Ook wij maken het soms mee – heel eventjes maar – dat wij Gods ware gedaante zien en aangeraakt worden door zijn Licht. Eeuwigheidervaringen die ons de kracht geven om de lange, lastige veertigdagentijd van het leven verder te zetten of … om deze helemaal opnieuw aan te vatten. Wellicht herkennen we iets van dit onverwacht wonder wanneer iemand iets van zijn diepste binnenkant laat zien. Iets wat hij/zij tot dan toe nooit heeft kunnen zeggen. Wanneer een hand opengaat om te ontvangen of te geven of een traan van verdriet vrijkomt die tegelijk ook een traan van liefde is. Op zo’n moment worden we stil voor het kleine wonder dat aan ons geschiedt. Want meestal is onze binnenkant bedolven onder de as van teleurstelling, pijn, schaamte of verdriet. Het kan gebeuren zomaar in ons dagelijkse vlakke leven, waar we staande moeten blijven terwijl we al te vaak vallen bij de kleinste beproeving.
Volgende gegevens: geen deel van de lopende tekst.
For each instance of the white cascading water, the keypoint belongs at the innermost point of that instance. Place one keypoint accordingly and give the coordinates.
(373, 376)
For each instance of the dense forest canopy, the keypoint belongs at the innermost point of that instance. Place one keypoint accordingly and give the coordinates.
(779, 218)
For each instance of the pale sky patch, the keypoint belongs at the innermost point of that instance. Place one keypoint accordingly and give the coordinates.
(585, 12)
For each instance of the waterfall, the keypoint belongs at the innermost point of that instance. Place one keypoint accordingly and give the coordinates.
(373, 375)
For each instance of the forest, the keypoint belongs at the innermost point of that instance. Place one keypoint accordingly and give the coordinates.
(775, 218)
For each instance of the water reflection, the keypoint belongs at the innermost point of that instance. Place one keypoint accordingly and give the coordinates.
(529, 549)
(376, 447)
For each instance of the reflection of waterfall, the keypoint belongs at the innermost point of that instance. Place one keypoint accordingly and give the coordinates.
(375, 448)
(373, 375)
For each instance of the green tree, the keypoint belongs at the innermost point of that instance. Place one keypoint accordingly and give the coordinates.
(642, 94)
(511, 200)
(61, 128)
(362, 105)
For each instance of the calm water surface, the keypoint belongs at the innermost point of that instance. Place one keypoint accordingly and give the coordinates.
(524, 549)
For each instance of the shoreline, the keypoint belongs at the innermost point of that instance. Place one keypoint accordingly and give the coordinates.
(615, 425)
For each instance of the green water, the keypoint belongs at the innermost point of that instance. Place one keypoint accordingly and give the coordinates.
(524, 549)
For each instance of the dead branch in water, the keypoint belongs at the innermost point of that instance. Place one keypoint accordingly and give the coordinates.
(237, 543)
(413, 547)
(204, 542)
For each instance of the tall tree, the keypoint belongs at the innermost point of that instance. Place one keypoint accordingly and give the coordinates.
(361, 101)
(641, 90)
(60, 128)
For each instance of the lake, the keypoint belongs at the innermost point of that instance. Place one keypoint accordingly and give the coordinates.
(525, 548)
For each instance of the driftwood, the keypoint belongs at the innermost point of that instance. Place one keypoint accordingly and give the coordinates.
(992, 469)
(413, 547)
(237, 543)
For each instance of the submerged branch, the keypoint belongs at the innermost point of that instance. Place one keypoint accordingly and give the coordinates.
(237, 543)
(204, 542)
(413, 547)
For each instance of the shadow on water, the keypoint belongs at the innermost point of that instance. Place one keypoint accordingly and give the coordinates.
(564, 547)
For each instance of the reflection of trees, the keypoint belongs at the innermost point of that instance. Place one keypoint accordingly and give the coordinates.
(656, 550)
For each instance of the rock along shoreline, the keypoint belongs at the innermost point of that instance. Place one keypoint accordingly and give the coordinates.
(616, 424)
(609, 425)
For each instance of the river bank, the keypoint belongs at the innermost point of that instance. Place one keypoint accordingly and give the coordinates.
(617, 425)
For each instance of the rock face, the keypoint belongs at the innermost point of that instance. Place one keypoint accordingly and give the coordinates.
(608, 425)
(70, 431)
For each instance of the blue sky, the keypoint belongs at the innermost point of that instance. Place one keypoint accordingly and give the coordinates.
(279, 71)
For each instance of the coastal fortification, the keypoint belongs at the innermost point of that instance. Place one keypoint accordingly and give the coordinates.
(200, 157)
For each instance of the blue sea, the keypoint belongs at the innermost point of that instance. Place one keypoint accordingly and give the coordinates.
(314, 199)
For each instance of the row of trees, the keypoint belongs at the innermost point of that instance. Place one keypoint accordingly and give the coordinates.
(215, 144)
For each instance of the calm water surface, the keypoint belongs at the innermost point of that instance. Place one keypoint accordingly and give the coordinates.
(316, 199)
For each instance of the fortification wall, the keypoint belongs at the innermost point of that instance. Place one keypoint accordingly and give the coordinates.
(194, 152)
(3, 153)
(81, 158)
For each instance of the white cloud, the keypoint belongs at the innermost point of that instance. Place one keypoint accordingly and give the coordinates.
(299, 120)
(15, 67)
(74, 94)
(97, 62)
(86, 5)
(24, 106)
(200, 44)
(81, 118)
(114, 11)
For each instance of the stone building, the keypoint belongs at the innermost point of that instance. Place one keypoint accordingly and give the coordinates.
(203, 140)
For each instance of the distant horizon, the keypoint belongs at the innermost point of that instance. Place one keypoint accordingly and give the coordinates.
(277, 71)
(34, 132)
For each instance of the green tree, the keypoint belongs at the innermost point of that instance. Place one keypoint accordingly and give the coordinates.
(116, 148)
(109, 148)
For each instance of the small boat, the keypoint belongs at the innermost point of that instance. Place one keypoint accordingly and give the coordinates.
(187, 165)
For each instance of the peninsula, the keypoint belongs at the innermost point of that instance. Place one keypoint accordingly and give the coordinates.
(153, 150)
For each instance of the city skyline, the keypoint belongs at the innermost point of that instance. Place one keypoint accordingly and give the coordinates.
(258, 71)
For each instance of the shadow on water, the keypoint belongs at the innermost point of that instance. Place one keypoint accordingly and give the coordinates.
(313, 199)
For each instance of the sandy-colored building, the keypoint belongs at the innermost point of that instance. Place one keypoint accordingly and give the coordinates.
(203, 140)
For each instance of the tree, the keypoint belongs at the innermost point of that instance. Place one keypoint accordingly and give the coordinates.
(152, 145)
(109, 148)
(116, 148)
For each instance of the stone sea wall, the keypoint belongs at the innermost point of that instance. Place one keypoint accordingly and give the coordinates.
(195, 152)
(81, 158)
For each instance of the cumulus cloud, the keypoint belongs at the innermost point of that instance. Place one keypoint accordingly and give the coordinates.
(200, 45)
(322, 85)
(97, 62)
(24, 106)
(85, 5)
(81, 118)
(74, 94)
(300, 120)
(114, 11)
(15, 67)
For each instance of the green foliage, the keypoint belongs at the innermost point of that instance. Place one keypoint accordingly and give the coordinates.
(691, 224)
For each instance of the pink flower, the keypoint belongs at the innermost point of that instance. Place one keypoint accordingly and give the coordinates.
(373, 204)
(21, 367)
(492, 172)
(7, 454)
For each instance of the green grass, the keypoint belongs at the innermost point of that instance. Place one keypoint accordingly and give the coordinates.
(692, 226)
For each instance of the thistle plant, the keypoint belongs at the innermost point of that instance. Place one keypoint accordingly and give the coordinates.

Martin Luther King heeft ooit zo’n topervaring onder woorden gebracht die hem de kracht schonk om de weg van geweldloos verzet te blijven gaan:
“Ik weet niet wat er zal gebeuren, want moeilijke dagen liggen er voor ons.
Omdat ik op de top van de berg heb gestaan,
maakt dit voor mij niets meer uit.
Zoals alle mensen zou ook ik graag lang leven.
Het is mooi om oud te mogen worden.
Maar dat is nu mijn zorg niet meer.
Ik wil alleen Gods wil vervullen.
Hij heeft mij de berg laten beklimmen
En ik heb het beloofde land mogen zien.
Mijn ogen hebben de heerlijkheid van het komende Godsrijk mogen aanschouwen.
Daarom ben ik zo gelukkig.
Ik maak me geen zorgen meer.”
Eerste lezing: Genesis 22,1 – 2,9a; tweede lezing: Romeinenbrief 8,31b – 34; evangelie:
Marcus 9, 2 – 10
De evangelietekst uit de Willibrordvertaling 1978:
Zes dagen later nam Jezus Petrus, Jakobus en Johannes met zich mee en bracht hen boven op een hoge berg, waar zij geheel alleen waren. Hij werd voor hun ogen van gedaante veranderd: zijn kleed werd glanzend en zo wit als geen volder ter wereld maken kan. Elia verscheen hun samen met Mozes en zij onderhielden zich met Jezus. Petrus nam het woord en zei tot Jezus: ‘Rabbi, het is goed dat wij hier zijn. Laten we drie tenten bouwen, een voor U, een voor Mozes en een voor Elia.’ Hij wist niet goed wat hij zei, want ze waren geheel verbluft. Een wolk kwam hen overschaduwen en uit die wolk klonk een stem: ‘Dit is mijn Zoon, de Welbeminde, luistert naar Hem.’Toen ze rondkeken, zagen ze plotseling niemand anders bij hen alleen dan Jezus. Onder het afdalen van de berg verbood Jezus hun aan iemand te vertellen wat ze gezien hadden, voordat de Mensenzoon uit de doden zou zijn opgestaan. Zij hielden het inderdaad voor zich, al vroegen zij zich onder elkaar af, wat dat opstaan uit de doden mocht betekenen.